ソリッド・ギアネクロマンサーのコックピットハッチを開ける。

 湿った生暖かい風が頬を撫でた。

 泥臭い匂いに交じって、ソリッド・ギアの人工物の焼けた匂いが鼻についた。

 ヘッドマウントディスプレイを首にかけ、裸眼で周囲を見渡す。

 ソリッド・ギアが踏み荒らしてデコボコになってしまった湿地帯が広がっている。   

 数羽の渡り鳥が濁った水面に大きなクチバシを突っ込んで何かを食べているのが遠くに見えた。  

 その近くでは敵機に破壊され原型を留めていないソリッド・ギアが2機、コックピット部分は潰れているように見える。  パイロット達からの応答はなかった。

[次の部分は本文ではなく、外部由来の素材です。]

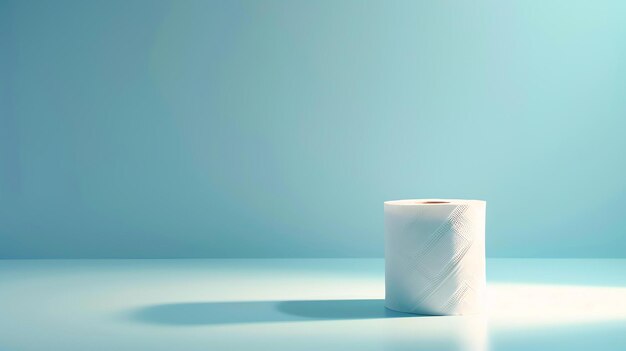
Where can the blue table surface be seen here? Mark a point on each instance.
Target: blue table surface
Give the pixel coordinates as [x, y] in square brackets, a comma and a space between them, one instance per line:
[299, 304]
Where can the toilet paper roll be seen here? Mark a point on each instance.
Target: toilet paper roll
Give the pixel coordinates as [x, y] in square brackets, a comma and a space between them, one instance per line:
[435, 256]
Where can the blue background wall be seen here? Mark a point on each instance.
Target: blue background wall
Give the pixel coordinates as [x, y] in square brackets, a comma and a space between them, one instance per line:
[278, 128]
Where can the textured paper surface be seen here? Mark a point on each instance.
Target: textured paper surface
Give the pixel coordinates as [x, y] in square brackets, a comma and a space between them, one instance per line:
[435, 256]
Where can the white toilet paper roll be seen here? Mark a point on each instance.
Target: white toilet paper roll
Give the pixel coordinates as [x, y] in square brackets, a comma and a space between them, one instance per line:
[435, 256]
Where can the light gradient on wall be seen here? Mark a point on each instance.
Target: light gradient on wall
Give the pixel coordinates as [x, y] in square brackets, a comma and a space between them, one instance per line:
[278, 128]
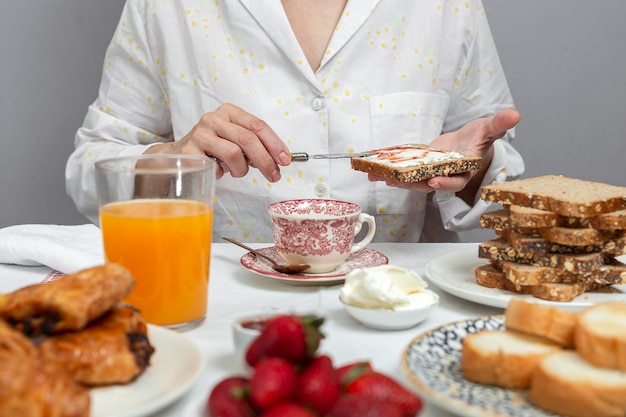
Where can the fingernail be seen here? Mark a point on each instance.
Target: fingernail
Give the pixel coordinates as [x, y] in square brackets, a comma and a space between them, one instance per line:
[276, 175]
[284, 158]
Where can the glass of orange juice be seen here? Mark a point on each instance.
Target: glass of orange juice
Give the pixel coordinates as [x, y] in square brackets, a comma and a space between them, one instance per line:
[156, 216]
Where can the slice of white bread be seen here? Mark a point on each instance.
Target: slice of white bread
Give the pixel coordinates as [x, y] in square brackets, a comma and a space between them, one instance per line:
[414, 162]
[566, 384]
[600, 335]
[503, 358]
[551, 323]
[565, 196]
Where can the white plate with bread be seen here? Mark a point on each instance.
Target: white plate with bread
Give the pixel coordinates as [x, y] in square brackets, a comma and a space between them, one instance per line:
[454, 272]
[432, 363]
[535, 360]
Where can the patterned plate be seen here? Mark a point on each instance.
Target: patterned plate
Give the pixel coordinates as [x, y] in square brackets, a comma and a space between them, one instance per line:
[362, 259]
[432, 362]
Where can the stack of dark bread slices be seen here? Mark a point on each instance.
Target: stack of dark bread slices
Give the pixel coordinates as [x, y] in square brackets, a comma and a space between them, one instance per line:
[557, 237]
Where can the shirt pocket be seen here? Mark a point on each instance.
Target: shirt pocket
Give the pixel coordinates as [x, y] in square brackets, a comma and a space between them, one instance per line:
[407, 117]
[399, 118]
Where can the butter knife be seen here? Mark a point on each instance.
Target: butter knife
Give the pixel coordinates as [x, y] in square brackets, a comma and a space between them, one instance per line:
[303, 156]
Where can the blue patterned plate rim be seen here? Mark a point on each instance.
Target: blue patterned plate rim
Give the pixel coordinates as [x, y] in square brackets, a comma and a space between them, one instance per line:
[432, 363]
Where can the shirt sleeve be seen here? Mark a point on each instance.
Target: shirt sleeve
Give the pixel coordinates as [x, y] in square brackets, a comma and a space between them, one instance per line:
[481, 90]
[130, 114]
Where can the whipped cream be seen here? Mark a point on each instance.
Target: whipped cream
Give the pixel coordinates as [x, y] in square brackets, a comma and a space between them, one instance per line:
[386, 287]
[402, 156]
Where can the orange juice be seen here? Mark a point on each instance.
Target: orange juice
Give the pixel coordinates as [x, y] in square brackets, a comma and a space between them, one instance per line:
[166, 244]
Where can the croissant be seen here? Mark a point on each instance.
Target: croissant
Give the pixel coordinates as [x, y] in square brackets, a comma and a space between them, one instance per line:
[114, 349]
[68, 303]
[32, 387]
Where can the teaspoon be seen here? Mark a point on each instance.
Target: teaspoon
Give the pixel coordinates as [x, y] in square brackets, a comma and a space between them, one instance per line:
[285, 269]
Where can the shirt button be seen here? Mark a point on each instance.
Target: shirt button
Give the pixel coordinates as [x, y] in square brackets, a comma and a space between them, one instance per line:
[320, 190]
[318, 103]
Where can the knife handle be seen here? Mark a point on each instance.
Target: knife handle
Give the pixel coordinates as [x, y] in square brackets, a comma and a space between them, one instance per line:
[295, 157]
[299, 157]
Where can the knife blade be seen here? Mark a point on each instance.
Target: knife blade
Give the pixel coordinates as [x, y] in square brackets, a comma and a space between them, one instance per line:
[303, 156]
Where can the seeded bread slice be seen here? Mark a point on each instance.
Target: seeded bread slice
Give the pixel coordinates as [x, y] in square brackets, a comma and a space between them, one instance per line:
[582, 236]
[611, 221]
[565, 196]
[501, 250]
[487, 275]
[499, 221]
[385, 163]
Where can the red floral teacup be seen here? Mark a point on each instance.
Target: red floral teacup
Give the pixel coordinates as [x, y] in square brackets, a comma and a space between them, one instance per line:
[319, 232]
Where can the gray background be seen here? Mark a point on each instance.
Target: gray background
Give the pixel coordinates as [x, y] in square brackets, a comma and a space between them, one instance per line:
[565, 61]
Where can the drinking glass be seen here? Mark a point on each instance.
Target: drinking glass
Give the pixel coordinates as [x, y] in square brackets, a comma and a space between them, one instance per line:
[156, 216]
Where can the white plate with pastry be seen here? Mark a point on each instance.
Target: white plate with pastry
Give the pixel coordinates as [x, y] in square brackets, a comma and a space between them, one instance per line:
[175, 365]
[453, 272]
[432, 363]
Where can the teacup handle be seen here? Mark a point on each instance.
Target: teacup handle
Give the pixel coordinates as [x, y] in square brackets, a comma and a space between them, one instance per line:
[371, 229]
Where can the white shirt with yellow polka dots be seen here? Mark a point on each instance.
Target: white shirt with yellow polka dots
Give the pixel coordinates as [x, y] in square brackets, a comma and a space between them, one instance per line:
[395, 71]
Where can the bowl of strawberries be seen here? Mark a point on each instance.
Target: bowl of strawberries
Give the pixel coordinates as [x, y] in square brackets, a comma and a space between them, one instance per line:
[289, 377]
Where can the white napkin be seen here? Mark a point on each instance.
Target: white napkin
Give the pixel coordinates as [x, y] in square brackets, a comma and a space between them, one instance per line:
[66, 249]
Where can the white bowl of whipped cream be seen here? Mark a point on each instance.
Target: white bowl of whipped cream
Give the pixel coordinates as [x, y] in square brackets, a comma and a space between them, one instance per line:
[387, 297]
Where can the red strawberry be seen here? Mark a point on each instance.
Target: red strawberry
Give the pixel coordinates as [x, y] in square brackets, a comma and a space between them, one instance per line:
[347, 373]
[382, 387]
[359, 405]
[230, 398]
[295, 338]
[273, 380]
[288, 409]
[318, 385]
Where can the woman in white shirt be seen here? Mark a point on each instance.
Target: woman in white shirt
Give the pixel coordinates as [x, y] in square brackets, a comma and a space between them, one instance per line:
[265, 78]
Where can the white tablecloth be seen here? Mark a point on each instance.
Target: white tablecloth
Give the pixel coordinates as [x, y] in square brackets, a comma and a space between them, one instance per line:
[235, 292]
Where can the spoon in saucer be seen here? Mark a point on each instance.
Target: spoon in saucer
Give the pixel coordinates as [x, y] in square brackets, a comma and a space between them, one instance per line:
[283, 268]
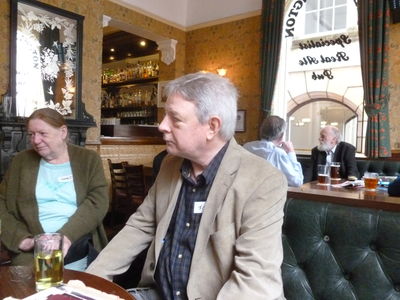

 他の2機は黒い煙を上げながら黒焦げに焼けていた。  こちらもパイロット達からの応答はなかった。

 「ねぇ、ってば!!  聞いてるの!?」  

 僕が搭乗するソリッド・ギアネクロマンサーの足元近くからマーラが呼びかけているのが見えた。

 「なに?」

 「もうすぐ、救護班と回収班が来るって」 

 「そう」  

 恐らく救護班は、来ても仕事がないだろう。

 僕は、搭乗ワイヤーに足を引っ掛けるとコックピットからマーラの所まで下りた。

 「あんたは大丈夫?   無事なの?」

 「うん」

 「それにしても、一体何なのアレ?」と、マーラが視線を移動させる。

 視線の先には大破した敵機と、大破したネクロマンサーが倒れていた。

 「アレって?」

 「だから何であんたの機体があそこにもあるのよ?」

 「ああ、アレは立体映像みたいなもんだよ」

 「でも、あのソリッド・ギアネクロマンサー、攻撃くらって内部がまるみえになってるじゃないの。  火花もとんで、煙も上がってるし。  あれが、ただの立体映像だなんて――」  

 マーラは、実物のネクロマンサーと立体映像で再現されたネクロマンサーを見比べた。

 「ヴィジョンデコイ幻影の囮は見た目だけじゃなくて内部構造、攻撃を受けた時のダメージ表現とかも立体映像で再現できるんだ。  その為に色々準備があって発動までには時間が掛かるけれど。  まぁ、今回は1体だけの発動だったから、そんなに時間は掛からなかったけれどね」

 「でも、いつの間にフェイクと入れ替わったのよ。  ライフルスコープであんた達を見ていたけど全然気付かなかったわよ。  私、あんたがられちゃったかと思ったもん」 

 「僕がマーラに援護射撃を頼んだ直後ぐらいかな。  マーラも敵も、そのせいで僕から一瞬、注意がそれたんじゃないのかな」

 「あんた、それ狙ってやったんでしょ」  マーラは、上着の胸ポケットから煙草とライターを取り出すと、真っ赤なクチビルで煙草を軽くはさみ、火をつけた。

 「偶然だよ」と、僕はマーラの真っ赤なクチビルの奥から紫煙がくゆるのを見つめながら答えた。

 「偶然……ね。  ネクロマンサー死霊使い。  ふん、言い得て妙ね」  マーラは自分も騙されたのが悔しかったのか、拗ねた少女のような顔つきで僕を睨んだ。

 しばらくすると、何処ともからとなく数機の大型輸送ヘリコプターのプロペラ音が聞こえてきた。

 そのせいか、大きなクチバシの渡り鳥達は、まだ食べ終えていないのか、名残惜しそうに大きな翼を広げると、太陽の見えない夕闇の空へと飛びたっていった。